Die Resolution 2249 (2015) des Sicherheitsrats ist daher keine ausreichende Grundlage für den Einsatz der Bundeswehr.
Mit der Sicherheitsrat-Resolution ist den Staaten zudem die Berufung auf das Notwehrrecht in Art. 51 UN-Charta verwehrt. Auch das BVerfG weist darauf hin, dass nach Art 51 Notwehr und Nothilfe nur zulässig sind, „bis der Sicherheitsrat die zur Wahrung des Weltfriedens und der internationalen Sicherheit erforderlichen Maßnahmen getroffen hat.“ Diese hat er getroffen, allerdings anders als die Kriegsführenden sich das gewünscht haben.
Zwar ist die ganz herrschende Meinung in der Völkerrechtsliteratur, dass Selbstverteidigung nach Art. 51 UN-Charta auch gegen nichtstaatliche Akteure zulässig sein soll, wenn der Drittstaat allenfalls noch eingeschränkt Staatsgewalt in den Gebieten seines Staatsgebietes ausübt, von denen die Angriffshandlungen ausgehen. Das BVerfG setzt sich jedoch nicht damit auseinander, dass die syrische Regierung wiederholt die Verletzung seiner Souveränität und eine völkerrechtliche Ausweitung des Selbstverteidigungsrechts geltend gemacht hat. Bei der Bewertung des militärischen Einsatzes Frankreichs, Deutschlands u.a. in Syrien wäre zu berücksichtigen gewesen, dass Syrien die Aktivitäten des IS auf seinem Staatsgebiet nicht widerstandslos hingenommen hat, sondern ebenfalls im militärischen Kampf gegen den IS stand.

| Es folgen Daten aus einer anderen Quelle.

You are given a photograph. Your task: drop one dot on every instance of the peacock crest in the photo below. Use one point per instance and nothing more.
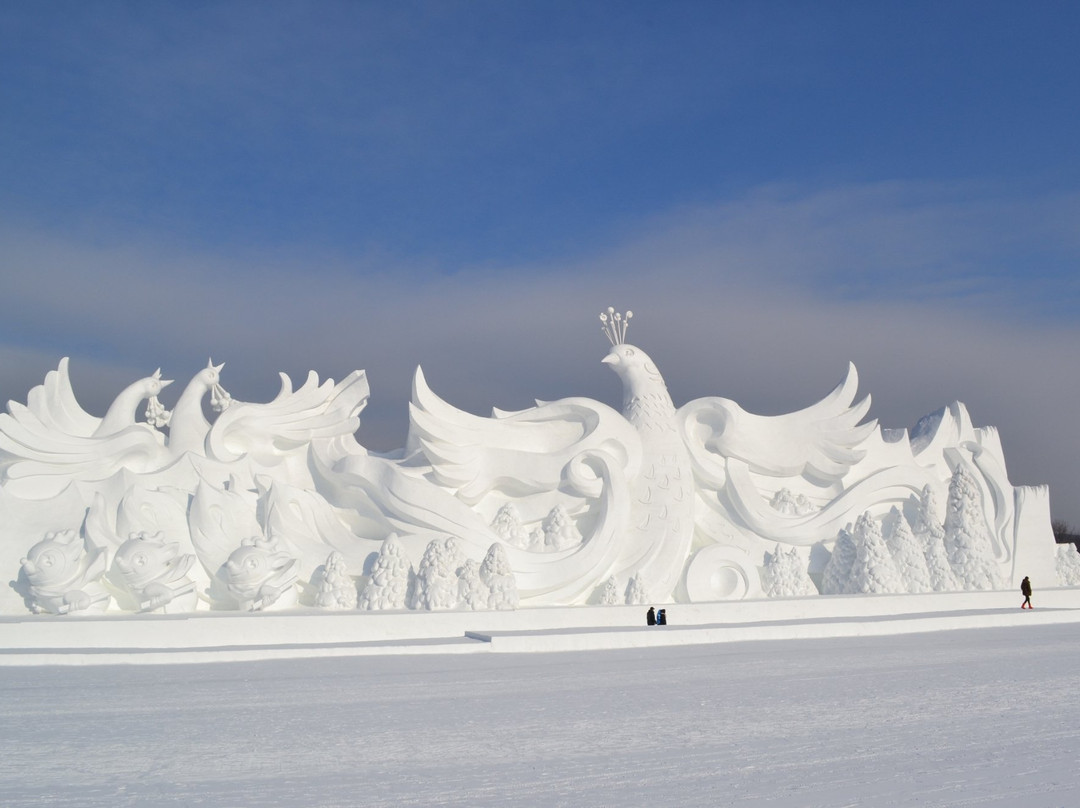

Nicht gefolgt werden kann dem BVerfG bei der Feststellung, dass ein Streitkräfteeinsatz auf der Grundlage der Beistandsklausel des Art. 42 Abs. 7 EU-Vertrag verfassungsrechtlich dem Grunde nach jedenfalls nicht ausgeschlossen ist. Der Wortlaut der Bestimmung postuliert lediglich eine allgemeine Beistandspflicht und verweist auf Art. 51 UN-Charta. Die EU-Mitgliedsstaaten schulden dem angegriffenen Staat „alle in ihrer Macht stehende Hilfe und Unterstützung“. Das ist alles andere als eine klare Aufforderung zu militärischer Hilfe. Das auch im Völkerrecht geltende Gebot der Normenklarheit erfordert die Bezeichnung „militärischer Beistand“, wenn der auch gemeint ist. Das zeigt der Vertrag der WEU, der in Art V klar ausspricht, dass im Falle eines bewaffneten Angriffs in Europa die Mitgliedsstaaten „alle in ihrer Macht stehende militärische und sonstige Hilfe leisten“.
Aus der Tatsache, dass die EU ein friedenssicherndes Regelwerk, eine eigene Organisation, einen Status völkerrechtlicher Verbundenheit und eine wechselseitige Verpflichtung zur Wahrung des Friedens hat, ist noch keineswegs zu folgern, dass die Mitgliedsstaaten sich zu einem gegenseitigen kollektiven System gemeinsamer Sicherheit verbunden haben. Zum einen fehlt das notwendige Merkmal der Möglichkeit der gerichtlichen Streitschlichtung in einem System gegenseitiger kollektiver Sicherheit, weil laut Art. 24 Abs.1 Satz 2 EU-Vertrag Beschlüsse im Rahmen der gemeinsamen Außen- und Sicherheitspolitik nicht vor dem Gerichtshof der EU angefochten werden können. Zum anderen regelt Art. 42 Abs. 7 Satz 2 und 3 EU-Vertrag, dass die Sicherheits- und Verteidigungspolitik der NATO vorbehalten bleiben soll.